Mets Make a Deal: Francisco Rodriguez Comes to Flushing

Michael GasparinoCorrespondent IDecember 10, 2008

Like a zit on the forehead, the Mets' most glaring need this offseason was relief pitching, beginning with the closer. Francisco Rodriguez was the biggest fish out there, coming off a record 62-save season for the Angels of Anaheim, but talk of a five- or six-year deal made it seem that the Mets would have to settle for less.

The Mets, luckily, had the market working in their favor, and with the supply of closers exceeding the demand, K-Rod would find nothing close to the five-year, $75 million contract his agent had his sights set on.
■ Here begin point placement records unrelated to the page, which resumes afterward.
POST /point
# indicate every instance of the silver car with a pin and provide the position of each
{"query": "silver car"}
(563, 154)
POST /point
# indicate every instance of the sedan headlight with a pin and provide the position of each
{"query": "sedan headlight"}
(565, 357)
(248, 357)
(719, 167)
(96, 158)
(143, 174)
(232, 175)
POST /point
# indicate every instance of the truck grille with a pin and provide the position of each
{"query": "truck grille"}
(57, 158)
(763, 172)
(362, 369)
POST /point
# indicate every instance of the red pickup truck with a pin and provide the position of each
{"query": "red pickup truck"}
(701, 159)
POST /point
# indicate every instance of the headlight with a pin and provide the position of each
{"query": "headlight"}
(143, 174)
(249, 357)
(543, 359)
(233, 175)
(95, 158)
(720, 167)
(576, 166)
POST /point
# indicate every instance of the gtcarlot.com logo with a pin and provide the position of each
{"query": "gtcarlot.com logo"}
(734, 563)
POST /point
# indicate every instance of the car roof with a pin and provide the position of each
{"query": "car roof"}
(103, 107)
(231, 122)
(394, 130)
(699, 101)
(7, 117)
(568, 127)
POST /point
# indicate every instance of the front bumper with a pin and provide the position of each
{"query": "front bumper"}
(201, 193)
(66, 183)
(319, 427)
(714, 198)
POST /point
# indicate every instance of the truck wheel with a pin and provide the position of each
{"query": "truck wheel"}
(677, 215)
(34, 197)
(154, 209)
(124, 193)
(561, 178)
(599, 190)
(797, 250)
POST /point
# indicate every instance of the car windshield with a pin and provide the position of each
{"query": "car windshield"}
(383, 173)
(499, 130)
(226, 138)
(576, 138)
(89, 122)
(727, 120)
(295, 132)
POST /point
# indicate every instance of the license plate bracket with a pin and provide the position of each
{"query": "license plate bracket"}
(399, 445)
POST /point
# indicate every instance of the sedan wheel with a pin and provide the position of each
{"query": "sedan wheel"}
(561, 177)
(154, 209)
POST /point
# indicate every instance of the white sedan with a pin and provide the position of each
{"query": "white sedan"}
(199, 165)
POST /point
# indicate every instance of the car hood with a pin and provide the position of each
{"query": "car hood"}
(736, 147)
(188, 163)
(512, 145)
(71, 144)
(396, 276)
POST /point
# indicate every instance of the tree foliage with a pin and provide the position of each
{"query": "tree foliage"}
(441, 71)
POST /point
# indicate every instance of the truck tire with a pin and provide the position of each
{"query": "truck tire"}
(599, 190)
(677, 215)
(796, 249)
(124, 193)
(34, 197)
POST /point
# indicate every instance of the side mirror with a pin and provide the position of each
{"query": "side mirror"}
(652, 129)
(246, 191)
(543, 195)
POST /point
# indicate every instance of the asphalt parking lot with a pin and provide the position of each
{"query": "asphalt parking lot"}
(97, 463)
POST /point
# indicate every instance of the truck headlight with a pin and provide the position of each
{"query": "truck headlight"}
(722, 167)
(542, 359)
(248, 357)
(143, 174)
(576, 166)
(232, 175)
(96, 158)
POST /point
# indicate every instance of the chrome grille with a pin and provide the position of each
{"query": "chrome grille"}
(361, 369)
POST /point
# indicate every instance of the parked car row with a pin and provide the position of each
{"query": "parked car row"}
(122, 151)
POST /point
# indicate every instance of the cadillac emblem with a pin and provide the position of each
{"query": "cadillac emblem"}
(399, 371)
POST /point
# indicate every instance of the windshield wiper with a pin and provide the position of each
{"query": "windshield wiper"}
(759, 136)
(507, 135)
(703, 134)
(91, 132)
So K-Rod "settled" for three years and $37 million from the Mets, who could have the second coming of Mariano Rivera locking down games for them while the original article continues to break down across town.

Despite the whispers of declining velocity and a downward trend in certain statistics, K-Rod was hands-down the top closer available and has been one of the top closers in the game the last several seasons—and he turns 27 in January.

Omar Minaya has now landed two elite pitchers in their prime in each of the last two seasons. Not bad for a guy who also signed Luis Castillo.

You can’t argue with the cost or the terms. The value of a good closer was hammered home last season, when the Mets blew a mind-boggling 29 saves. Had a couple of those been converted, they win the division and not the Phillies, who enjoyed a perfect season from Brad Lidge.

The Mets certainly aren't done. Another starter is needed, and there's still a chance that they can keep Oliver Perez. Anyone but Jon Garland, please. And if the rumors are true that the Cubs and Mets have discussed Aaron Heilman for Jason Marquis, you do that deal in a heartbeat, even if the Cubs aren't willing to eat as much of Marquis' contract as the Mets would like.

Perhaps Step Three in the Mets' retooling is to land Orlando Hudson, who reportedly wants to come to New York. He'd be a terrific addition to the lineup and would allow the Mets to leave Dan Murphy in the outfield, where he could platoon with Fernando Tatis or another low-rent option.

Another reliever or two would also help, but getting K-Rod was the most important piece of the puzzle, and he should flourish at Citi Field. He obviously has amazing stuff, but he also has plenty of confidence and flair. Between Jose Reyes dancing in the dugout and K-Rod's exultations after closing a game, teams will hate the Mets more than ever.

Which is just fine. It will make winning that much sweeter.